Fiaccolata il 19 luglio. «Propongo e sarebbe bello che il 19 luglio, giorno dell’anniversario della strage di via D’Amelio in cui venne ucciso il giudice Borsellino, una data simbolo purtroppo per la quanto riguarda la lotta ai poteri criminali della mafia, si faccia una grande fiaccolata al Pantheon: una fiaccolata di tutti e in primo luogo delle istituzioni – propone Zingaretti, appellandosi «al sindaco di Roma Gianni Alemanno e al presidente della Regione Lazio Renata Polverini per costruire questo appuntamento insieme.

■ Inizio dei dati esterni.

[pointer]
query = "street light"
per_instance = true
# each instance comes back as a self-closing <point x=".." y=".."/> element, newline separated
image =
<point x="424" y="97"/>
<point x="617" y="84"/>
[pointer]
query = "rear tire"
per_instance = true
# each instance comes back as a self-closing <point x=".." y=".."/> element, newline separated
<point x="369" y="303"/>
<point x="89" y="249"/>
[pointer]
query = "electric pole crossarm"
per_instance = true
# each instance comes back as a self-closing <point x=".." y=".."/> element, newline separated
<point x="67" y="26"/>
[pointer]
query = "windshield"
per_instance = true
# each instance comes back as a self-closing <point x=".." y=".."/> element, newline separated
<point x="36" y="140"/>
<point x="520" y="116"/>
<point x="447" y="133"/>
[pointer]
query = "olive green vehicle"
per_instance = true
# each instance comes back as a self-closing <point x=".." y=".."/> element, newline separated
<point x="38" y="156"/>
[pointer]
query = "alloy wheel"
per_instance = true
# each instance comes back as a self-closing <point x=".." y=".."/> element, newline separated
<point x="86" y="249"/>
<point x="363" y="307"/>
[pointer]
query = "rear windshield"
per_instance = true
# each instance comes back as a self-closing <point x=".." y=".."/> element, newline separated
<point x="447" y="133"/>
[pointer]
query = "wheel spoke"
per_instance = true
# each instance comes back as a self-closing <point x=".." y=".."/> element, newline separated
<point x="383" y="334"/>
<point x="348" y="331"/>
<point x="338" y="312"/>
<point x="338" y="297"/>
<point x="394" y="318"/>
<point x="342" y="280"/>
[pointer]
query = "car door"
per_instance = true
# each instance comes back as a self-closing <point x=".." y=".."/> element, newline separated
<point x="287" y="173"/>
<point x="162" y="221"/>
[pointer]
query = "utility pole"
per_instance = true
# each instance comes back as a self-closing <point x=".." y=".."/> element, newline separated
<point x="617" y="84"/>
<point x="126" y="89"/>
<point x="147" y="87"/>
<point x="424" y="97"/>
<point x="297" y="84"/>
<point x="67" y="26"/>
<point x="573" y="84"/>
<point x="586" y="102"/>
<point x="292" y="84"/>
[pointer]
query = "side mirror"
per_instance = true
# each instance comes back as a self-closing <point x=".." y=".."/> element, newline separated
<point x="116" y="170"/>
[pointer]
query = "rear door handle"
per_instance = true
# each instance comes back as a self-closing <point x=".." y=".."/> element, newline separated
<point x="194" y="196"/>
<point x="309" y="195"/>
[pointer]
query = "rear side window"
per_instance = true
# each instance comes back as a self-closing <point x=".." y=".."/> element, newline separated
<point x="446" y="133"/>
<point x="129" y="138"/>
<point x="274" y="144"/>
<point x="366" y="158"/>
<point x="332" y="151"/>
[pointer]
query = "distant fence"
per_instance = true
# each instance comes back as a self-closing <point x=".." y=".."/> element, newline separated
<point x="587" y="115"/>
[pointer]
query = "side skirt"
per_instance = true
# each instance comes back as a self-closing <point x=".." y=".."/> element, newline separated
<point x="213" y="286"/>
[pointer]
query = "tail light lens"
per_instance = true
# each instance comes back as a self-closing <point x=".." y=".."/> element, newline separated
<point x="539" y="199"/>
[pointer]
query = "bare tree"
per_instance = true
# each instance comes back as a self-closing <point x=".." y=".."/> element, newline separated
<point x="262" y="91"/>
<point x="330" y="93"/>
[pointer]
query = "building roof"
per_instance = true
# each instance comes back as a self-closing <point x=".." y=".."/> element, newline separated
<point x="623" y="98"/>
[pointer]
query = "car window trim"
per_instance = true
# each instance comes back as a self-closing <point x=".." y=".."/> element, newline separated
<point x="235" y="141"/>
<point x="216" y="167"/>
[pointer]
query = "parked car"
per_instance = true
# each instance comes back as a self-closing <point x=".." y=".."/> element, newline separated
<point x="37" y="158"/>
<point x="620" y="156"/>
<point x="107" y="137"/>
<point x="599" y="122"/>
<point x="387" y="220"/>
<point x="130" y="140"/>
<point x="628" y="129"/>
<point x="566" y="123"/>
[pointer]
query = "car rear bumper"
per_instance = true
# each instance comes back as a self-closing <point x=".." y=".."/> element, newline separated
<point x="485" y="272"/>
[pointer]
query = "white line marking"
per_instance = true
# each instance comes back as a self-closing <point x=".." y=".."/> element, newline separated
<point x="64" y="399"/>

Faccio anche un grande appello ai giovani, ai cittadini, alle forze politiche e sindacali, ai commercianti, agli artigiani, alle associazioni e agli imprenditori affinchè a Roma tutti uniti si dica no alla violenza, sì alla legalità e alla sicurezza». Il presidente della Provincia ha infine aggiunto che «un messaggio corale che si rivolga a tutti, un appuntamento aperto, può essere un bel segnale per dire che Roma reagisce e non abbasserà mai la testa nei confronti di queste infiltrazioni e di questa presenza della criminalità nella nostra città».

Pronte le risposte della governatrice della Regione Renata Polverini, che si dice pronta a promuovere la fiaccolata con la Provincia, e del sindaco Alemanno: «Roma è pronta alla mobilitazione non solo con le forze dell’ordine ma anche con la coscienza civile per respingere qualsiasi forma di condizionamento e di infiltrazione mafiosa nella nostra città». Le adesioni sono arrivate anche dai sindacati confederali, Ugl, dal Pd Roma e Lazio, Pdl, Udc, Legambiente, Libera, Sel, Confesercenti, Cna, Cittadinanzattiva, Confcommercio, Federalberghi, associazioni gay, Acli.

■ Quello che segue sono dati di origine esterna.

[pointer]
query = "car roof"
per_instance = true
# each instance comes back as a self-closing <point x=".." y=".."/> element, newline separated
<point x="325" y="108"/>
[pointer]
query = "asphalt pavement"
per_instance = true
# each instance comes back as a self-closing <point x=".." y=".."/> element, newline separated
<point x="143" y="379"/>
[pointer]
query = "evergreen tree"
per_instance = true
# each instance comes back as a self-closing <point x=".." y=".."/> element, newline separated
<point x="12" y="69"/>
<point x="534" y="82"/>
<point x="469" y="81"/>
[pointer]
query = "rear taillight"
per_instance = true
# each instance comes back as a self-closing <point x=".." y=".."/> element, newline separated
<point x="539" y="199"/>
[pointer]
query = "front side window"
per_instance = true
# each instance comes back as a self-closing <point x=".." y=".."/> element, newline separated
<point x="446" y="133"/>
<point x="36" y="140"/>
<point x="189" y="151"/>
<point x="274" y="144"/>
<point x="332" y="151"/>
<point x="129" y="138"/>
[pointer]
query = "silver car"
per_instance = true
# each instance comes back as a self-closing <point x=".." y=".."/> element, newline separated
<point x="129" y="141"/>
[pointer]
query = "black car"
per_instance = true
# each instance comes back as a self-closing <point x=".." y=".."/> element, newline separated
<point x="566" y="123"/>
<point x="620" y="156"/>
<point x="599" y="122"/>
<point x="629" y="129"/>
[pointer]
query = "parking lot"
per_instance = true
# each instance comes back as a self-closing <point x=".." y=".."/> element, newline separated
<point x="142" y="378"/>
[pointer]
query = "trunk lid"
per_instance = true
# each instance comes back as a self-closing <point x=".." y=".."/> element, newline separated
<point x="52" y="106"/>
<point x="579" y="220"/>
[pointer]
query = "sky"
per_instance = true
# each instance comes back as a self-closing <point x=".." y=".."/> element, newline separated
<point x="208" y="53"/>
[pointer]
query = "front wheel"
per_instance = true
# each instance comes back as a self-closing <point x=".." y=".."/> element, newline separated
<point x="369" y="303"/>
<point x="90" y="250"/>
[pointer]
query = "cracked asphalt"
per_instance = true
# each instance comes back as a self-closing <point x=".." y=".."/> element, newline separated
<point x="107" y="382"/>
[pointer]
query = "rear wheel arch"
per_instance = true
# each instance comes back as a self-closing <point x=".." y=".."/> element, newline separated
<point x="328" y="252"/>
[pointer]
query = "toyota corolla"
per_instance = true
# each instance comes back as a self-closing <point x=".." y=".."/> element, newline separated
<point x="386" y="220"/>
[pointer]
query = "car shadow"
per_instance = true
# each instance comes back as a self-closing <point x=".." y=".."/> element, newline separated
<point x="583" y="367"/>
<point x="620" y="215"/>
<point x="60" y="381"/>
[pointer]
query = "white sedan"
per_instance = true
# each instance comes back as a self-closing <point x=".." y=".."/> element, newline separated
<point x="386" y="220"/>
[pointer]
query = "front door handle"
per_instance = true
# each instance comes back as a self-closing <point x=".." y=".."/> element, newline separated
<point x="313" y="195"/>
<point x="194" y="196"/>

Veltroni: superato il livello di guardia. «La situazione della sicurezza nella Capitale ha ormai superato il livello di guardia – dichiara l’ex sindaco – L’invadenza della criminalità organizzata, il moltiplicarsi di atti di intolleranza e di violenza, il clima pesante che si respira sono tutti elementi gravi che rischiano di pesare sulla città, di minare quegli elementi di coesione e di unità necessari alla vita quotidiana. Per questo apprezzo e condivido l’idea lanciata dal presidente della Provincia Nicola Zingaretti di una fiaccolata contro tutte le mafie: un momento che unifica la città, che da voce a tutti i cittadini impegnati per la legalità e la sicurezza. Questo impegno civico nell’anniversario della strage di via D’Amelio, nel nome di Falcone e di Borsellino, è un segno forte di impegno comune di cittadini ed istituzioni che non vogliono abbassare la guardia e vogliono combattere quei fenomeni di violenza e criminalità così invadenti e pericolosi specie se vengono sottovalutati».